Quel est l’objectif de cette revue ?
L'objectif de cette revue Cochrane était de déterminer si la méfloquine, médicament antipaludique, est efficace et sûre pour la prévention du paludisme chez les femmes enceintes vivant dans des zones de transmission stables. Nous avons trouvé six études pertinentes pour nous aider à répondre à cette question.
Messages clés
La méfloquine, médicament antipaludique, est efficace pour la prévention du paludisme chez les femmes enceintes. Le médicament s'est avéré sûr en termes d'issues de grossesse indésirables, telles que l'insuffisance pondérale à la naissance, la prématurité, les mortinaissances et les fausses couches, et les malformations congénitales. Cependant, il est moins bien toléré que d'autres médicaments antipaludiques.

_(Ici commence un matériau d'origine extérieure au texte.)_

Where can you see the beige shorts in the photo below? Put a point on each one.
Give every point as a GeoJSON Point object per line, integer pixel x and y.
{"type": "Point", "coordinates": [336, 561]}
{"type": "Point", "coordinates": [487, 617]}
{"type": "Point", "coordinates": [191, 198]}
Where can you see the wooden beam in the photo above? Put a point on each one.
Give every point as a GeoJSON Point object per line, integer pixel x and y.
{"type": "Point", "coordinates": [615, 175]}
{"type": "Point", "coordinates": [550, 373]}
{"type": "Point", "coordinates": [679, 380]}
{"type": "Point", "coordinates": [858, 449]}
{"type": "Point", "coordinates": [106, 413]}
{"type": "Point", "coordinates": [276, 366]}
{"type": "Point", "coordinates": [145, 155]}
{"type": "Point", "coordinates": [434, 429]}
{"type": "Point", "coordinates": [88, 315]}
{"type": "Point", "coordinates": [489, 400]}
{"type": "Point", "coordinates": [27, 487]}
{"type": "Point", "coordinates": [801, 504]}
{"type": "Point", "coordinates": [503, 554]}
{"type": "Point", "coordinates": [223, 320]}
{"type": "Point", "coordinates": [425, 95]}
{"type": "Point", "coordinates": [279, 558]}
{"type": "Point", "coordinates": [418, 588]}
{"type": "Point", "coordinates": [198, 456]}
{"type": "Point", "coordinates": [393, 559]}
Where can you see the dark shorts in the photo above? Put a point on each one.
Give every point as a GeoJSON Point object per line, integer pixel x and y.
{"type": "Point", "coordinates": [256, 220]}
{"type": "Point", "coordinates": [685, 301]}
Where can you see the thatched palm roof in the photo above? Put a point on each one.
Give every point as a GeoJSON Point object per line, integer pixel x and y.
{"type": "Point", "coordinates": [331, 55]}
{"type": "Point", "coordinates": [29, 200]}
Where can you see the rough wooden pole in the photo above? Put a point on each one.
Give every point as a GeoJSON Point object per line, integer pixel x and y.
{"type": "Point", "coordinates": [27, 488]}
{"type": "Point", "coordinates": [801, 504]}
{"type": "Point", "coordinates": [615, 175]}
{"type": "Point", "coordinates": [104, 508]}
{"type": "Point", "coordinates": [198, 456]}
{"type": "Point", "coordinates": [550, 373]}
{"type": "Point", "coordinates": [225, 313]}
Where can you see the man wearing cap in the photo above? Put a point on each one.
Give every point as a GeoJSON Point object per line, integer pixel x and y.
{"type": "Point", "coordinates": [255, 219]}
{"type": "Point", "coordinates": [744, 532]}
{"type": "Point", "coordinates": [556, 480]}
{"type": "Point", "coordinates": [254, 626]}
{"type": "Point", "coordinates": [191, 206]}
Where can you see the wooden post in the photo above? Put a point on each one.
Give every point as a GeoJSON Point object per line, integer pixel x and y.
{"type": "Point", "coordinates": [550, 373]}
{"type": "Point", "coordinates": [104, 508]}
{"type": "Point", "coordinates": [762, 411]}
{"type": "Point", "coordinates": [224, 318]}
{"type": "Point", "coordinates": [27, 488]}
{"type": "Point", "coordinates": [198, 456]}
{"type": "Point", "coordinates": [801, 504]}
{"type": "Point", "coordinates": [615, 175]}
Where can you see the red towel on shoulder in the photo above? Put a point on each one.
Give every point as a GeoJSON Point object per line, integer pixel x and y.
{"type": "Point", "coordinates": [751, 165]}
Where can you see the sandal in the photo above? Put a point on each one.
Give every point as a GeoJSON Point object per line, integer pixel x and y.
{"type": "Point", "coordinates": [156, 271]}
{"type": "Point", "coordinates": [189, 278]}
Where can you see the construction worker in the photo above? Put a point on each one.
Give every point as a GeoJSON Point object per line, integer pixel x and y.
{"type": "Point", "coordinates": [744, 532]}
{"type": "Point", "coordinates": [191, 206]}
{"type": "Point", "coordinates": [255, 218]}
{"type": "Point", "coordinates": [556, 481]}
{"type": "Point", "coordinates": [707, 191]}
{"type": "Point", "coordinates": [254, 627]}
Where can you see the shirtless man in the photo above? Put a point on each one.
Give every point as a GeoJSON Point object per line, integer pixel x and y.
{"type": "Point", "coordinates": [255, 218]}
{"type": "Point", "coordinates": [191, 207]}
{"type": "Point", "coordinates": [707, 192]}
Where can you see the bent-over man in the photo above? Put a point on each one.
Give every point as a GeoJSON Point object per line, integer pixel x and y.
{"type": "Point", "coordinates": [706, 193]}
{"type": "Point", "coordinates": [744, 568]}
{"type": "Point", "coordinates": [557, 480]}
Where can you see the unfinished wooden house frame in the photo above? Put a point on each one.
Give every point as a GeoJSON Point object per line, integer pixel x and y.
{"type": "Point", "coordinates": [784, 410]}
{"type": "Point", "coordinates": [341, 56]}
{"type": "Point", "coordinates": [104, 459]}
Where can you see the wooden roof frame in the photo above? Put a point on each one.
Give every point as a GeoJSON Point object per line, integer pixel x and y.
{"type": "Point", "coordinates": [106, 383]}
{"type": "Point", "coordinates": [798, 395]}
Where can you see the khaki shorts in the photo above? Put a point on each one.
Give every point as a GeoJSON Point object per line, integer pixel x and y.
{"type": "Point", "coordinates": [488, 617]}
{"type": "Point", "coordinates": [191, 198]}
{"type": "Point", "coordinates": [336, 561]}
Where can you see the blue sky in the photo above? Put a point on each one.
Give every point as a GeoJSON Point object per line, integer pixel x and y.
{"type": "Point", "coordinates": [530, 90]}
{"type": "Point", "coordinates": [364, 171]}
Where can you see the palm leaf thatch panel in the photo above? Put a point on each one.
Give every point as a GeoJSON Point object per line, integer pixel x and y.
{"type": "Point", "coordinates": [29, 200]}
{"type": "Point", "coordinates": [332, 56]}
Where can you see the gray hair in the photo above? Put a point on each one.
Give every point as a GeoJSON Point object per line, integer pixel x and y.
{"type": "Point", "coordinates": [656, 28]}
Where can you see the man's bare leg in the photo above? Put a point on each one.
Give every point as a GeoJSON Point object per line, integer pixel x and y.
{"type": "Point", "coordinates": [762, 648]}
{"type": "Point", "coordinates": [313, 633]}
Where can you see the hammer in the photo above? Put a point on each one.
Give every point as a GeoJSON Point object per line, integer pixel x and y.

Quel est le sujet de la revue ?
Les femmes enceintes sont vulnérables à l'infection palustre, surtout si elles vivent avec le VIH. Les conséquences du paludisme pendant la grossesse peuvent être graves et inclure des effets néfastes pour la santé des femmes et de leurs enfants. C'est pourquoi, dans les zones d'endémie palustre à transmission stable, il est recommandé aux femmes de prévenir l'infection palustre en dormant sous des moustiquaires et en prenant des médicaments efficaces (comme la sulfadoxine-pyriméthamine ou le cotrimoxazole en cas d'infection à VIH) pour prévenir le paludisme pendant la grossesse.
Cette revue Cochrane a examiné les effets de la méfloquine sur la prévention du paludisme chez les femmes enceintes infectées ou non par le VIH.
Quels sont les principaux résultats de la revue ?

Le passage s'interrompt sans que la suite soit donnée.